Indigenous leaders are entitled to know why Canadian bishops could muster the collective will to invite Pope John Paul II to visit Canada in July 2002 to participate in World Youth Day, but remain unable or unwilling to invite Pope Francis to come to Canada to deliver a long overdue apology for one of the bleakest chapters in Catholic history.
They should also question how it was that Pope Francis travelled to Ireland in 2018 and apologized for a decades-long scandal regarding clerical sexual abuse of children. It is inappropriate to compare degrees of victimization, but important to note that Catholic culpability in Canada’s residential schools lasted for over a century.
There is an honourable and just way to address this dilemma. Indigenous leaders could consider advising Pope Francis and his Canadian bishops that their acceptance of his invitation to travel to the Vatican this December is conditional upon the Conference first passing a motion at its plenary this September that invites the Pope to come to Canada to deliver the apology requested in Call to Action 58.
The result of the vote on such a motion would demonstrate whether the bishops of Canada are acting in good faith.
George Valin (Former Ontario Superior Court Justice)
Maurice Switzer (Mississaugas of Alderville First Nation),
North Bay, Ont.
Be humble
Despite my growing alienation form the structural church, I have just written a cheque to renew my subscription. It was a decision that saw me waffle for weeks. Why?
Over the last few years, we have seen sexual abuse scandals, cover-ups of these reaching to high levels in the Church hierarchy, and financial corruption. Now we see the results of the Church’s eager participation in residential schools replete with more reports of mental, physical and sexual abuse of children. Reparations that have been promised are given only lip service until exposed at which time the issue is readdressed. Through it all we sail serenely along, clinging to the statement that Holy Mother the Church cannot sin, cannot do wrong.

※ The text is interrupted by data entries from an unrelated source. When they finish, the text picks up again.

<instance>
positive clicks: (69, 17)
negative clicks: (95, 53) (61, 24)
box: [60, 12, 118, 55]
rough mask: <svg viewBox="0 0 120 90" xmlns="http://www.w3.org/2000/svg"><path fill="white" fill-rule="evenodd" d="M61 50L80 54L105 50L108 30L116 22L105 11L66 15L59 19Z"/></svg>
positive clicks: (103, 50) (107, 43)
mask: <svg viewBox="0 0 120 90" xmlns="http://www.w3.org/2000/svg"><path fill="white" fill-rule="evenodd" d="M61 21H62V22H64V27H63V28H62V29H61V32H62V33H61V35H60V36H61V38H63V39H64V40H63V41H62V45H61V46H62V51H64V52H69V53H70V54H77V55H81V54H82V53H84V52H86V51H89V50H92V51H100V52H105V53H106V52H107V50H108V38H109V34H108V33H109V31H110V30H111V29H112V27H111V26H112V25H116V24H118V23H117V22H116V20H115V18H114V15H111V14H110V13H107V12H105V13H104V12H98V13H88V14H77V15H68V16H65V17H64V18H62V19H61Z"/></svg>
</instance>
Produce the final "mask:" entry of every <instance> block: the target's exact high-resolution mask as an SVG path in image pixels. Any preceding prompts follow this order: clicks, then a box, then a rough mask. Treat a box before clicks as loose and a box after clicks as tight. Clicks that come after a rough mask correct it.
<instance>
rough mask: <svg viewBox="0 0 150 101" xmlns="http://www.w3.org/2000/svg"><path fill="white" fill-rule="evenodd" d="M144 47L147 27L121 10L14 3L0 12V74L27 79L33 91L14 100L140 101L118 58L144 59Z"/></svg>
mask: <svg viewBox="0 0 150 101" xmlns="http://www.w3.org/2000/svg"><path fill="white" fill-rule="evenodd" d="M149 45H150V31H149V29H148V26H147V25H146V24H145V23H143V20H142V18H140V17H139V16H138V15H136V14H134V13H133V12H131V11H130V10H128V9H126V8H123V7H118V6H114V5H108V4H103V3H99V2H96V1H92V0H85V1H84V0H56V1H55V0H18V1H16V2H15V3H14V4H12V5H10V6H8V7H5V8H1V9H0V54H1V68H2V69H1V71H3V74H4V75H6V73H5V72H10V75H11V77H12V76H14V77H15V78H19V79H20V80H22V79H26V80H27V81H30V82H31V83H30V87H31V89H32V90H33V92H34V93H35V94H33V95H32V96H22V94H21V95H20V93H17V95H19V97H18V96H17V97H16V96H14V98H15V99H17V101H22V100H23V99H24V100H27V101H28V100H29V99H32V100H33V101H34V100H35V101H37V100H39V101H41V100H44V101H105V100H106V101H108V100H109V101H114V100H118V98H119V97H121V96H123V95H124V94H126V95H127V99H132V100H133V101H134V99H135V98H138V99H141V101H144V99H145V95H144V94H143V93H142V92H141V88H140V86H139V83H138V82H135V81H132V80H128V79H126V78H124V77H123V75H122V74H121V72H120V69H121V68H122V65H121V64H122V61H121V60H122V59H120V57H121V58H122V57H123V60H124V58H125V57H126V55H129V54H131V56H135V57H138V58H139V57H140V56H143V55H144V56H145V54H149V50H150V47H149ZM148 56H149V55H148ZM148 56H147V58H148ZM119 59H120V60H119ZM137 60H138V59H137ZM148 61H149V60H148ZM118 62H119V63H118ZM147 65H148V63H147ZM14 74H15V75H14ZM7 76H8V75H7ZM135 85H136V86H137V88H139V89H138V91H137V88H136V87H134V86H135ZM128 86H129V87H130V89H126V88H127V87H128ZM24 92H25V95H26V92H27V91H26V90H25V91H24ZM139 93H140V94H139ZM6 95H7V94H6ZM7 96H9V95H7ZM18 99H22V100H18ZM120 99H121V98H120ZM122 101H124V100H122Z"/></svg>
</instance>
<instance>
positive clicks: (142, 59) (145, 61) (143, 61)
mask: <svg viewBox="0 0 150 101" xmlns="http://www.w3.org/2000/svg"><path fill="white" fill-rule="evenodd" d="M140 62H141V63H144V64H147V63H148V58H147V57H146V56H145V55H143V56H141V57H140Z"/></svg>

Well, wrongs have been done, grievous wrongs, wrongs that demand confession, contrition and penance. These three do occur but it seems to me they are always qualified. In my mind. a qualified apology is not an apology at all. I suggest we need to look hard at ourselves and maybe replace our concept of Holy Mother the Church with “Humble” Mother the Church. Humble and contrite and penitent. Then maybe we can better move along in the process of reconciliation and renewal.
Patrick Davis,
Calgary, Alta.
Action needed
The residential school in Kamloops was apparently run by the Missionary Oblates of Mary Immaculate, who had teachers and administrators at the school. Expressing grief is not good enough. You are sorry, — yes, maybe you are —but don’t ask me to believe it until you pose concrete actions leading to reparation of some of the harm done to the families of those children in unmarked graves.
Are your outraged? You should be. Tears are not enough.